Kabul airport a danger zone

An explosion rocked Kabul's airport as various threats remain while Afghanistan residents and Americans attempt to flee the country during the Taliban takeover.



August 26, 2021 - 9:39 AM

Afghan people sit as they wait to leave the Kabul airport in Kabul on August 16, 2021, after a stunningly swift end to Afghanistan's 20-year war, as thousands of people mobbed the city's airport trying to flee the group's feared hardline brand of Islamist rule. (Wakil Kohsar/AFP via Getty Images/TNS)

KABUL, Afghanistan (AP) — An explosion went off Thursday outside Kabul’s airport, where thousands of people have flocked as they try to flee the Taliban takeover of Afghanistan. Officials offered no casualty count, but a witness said several people appeared to have been killed or wounded.

Western nations had warned earlier in the day of a possible attack at the airport in the waning days of a massive airlift. Suspicion for any attack targeting the crowds would likely fall on the Islamic State group and not the Taliban, who have been deployed at the airport’s gates trying to control the mass of people.

The Pentagon confirmed the blast, with no immediate word on casualties. 

Adam Khan, an Afghan waiting outside the airport, said the explosion went off in a crowd of people waiting to enter the airport. Khan, who said he was standing about 30 meters (yards) away, said several people appeared to have been killed or wounded, including some who lost body parts.

Several countries urged people to avoid the airport earlier in the day, with one saying there was a threat of a suicide bombing. But just days — or even hours for some nations — before the evacuation effort ends, few appeared to heed the call.

Over the last week, the airport has been the scene of some of the most searing images of the chaotic end of America’s longest war and the Taliban’s takeover, as flight after flight took off carrying those who fear a return to the militants’ brutal rule.

The security threat that prompted the State Department to urge Americans to move away from the perimeter of the Kabul airport was credible and urgent, the acting U.S. ambassador to Afghanistan said today.

Speaking to ABC News from Kabul, Ross Wilson said he could not discuss specifics of the threat or its current status.

“It was clearly regarded as credible, as imminent, as compelling,” he said.

Ross spoke as the United States worked to get remaining Americans out of the country. Secretary of State Antony Blinken said Wednesday that as many as 1,500 Americans may be awaiting evacuation from Afghanistan amid growing warnings of terrorist threats targeting the airport.

President Joe Biden has set a Tuesday deadline for ending the evacuation.
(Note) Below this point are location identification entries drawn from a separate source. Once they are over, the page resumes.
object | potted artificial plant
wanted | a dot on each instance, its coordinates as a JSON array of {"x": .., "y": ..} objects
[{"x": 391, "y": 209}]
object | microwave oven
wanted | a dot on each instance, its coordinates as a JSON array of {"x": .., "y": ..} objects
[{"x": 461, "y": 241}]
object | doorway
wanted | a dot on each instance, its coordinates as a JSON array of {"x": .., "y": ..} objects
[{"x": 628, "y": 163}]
Asked about news reports that the evacuation could end on Friday, Wilson declined to comment. He said “there are safe ways to get to” the airport for those Americans who still want to leave, and he added that “there undoubtedly will be” some at-risk Afghans who will not get out before Biden’s deadline.

Untold thousands of at-risk Afghans are struggling to get into the airport even as many thousands of other Afghans already have been flown to safety in nearly two weeks of round-the-clock flights.

The airlift continued Thursday despite warnings of vehicle-borne bomb threats near the airport. The White House said 13,400 people had been evacuated in the 24 hours that ended early Thursday morning Washington time. Those included 5,100 people aboard U.S. military planes and 8,300 on coalition and partner aircraft. That was a substantial drop from the 19,000 airlifted by all means the day before.

Several of the Americans working phones and trying to pull strings to get out former Afghan colleagues, women’s advocates, journalists and other vulnerable Afghans said they were still waiting for U.S. action.